Warning: Never return JPA entities directly from a controller. Serializing an entity can trigger lazy-loading exceptions, expose internal fields, and tightly couple your API to your database schema. Map to a DTO at the service boundary.
Package-by-layer vs package-by-feature
How you arrange these layers into packages matters as the codebase grows.

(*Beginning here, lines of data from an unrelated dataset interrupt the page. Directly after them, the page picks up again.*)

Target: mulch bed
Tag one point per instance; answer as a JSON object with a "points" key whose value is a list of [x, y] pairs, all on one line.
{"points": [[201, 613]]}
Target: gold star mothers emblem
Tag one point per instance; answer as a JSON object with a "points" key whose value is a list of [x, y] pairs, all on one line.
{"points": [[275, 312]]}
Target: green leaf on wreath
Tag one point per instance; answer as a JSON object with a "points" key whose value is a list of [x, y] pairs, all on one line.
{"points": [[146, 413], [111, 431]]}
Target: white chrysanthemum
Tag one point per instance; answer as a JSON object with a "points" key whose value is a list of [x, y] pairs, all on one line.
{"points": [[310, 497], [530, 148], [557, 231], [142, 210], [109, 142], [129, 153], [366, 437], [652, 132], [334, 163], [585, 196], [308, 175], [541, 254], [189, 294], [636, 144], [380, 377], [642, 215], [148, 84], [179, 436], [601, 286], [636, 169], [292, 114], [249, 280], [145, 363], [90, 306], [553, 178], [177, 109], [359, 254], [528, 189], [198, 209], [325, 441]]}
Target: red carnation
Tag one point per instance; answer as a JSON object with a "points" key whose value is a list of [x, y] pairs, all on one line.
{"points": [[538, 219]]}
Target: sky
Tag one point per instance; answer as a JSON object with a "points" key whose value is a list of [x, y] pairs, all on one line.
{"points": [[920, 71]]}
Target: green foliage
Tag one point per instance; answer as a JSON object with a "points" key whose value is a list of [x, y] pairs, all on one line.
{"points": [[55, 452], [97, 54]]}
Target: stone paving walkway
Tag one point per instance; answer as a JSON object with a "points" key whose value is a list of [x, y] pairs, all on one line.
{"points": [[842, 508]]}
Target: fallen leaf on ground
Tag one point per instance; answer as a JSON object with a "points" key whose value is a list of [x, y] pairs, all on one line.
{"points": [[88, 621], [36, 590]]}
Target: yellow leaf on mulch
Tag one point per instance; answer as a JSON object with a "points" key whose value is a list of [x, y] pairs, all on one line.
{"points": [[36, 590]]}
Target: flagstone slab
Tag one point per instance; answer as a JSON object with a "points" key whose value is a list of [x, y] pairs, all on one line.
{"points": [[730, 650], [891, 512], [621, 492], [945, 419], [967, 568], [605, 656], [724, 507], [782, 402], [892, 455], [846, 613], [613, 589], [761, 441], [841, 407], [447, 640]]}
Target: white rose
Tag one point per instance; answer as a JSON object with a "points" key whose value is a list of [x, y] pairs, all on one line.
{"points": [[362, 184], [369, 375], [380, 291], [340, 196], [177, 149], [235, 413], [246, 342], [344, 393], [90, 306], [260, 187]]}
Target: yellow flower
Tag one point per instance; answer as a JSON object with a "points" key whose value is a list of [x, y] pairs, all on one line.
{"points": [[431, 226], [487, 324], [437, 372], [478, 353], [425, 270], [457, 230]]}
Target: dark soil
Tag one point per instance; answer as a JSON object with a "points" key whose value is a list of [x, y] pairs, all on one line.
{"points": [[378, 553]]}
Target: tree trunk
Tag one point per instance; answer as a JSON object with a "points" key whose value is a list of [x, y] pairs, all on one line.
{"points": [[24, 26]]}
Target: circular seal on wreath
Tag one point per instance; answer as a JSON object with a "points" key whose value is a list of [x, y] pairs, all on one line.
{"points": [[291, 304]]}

| Package-by-layer | Package-by-feature | |
|---|---|---|
| Structure | controller/, service/, repository/ | product/, order/, payment/ |
| A change to one feature | Touches many packages | Stays in one package |
| Discoverability | Layer-first | Domain-first |
| Scales to large apps | Poorly | Well |
package-by-layer package-by-feature
└─ controller/ └─ product/
├─ ProductController ├─ ProductController
└─ OrderController ├─ ProductService
└─ service/ ├─ ProductRepository
├─ ProductService └─ ProductDto
└─ OrderService └─ order/
└─ repository/ ├─ OrderController
├─ ProductRepository └─ ...
└─ OrderRepository
Tip: Package-by-feature is the recommended default for non-trivial applications: a feature lives in one place, dependencies between features are visible, and packages can be made
package-privateto enforce boundaries. See best practices.
These layering patterns are not decoration — they are what keep a Spring Boot codebase testable (mock the layer below), changeable (swap an implementation), and understandable (each class has one reason to change).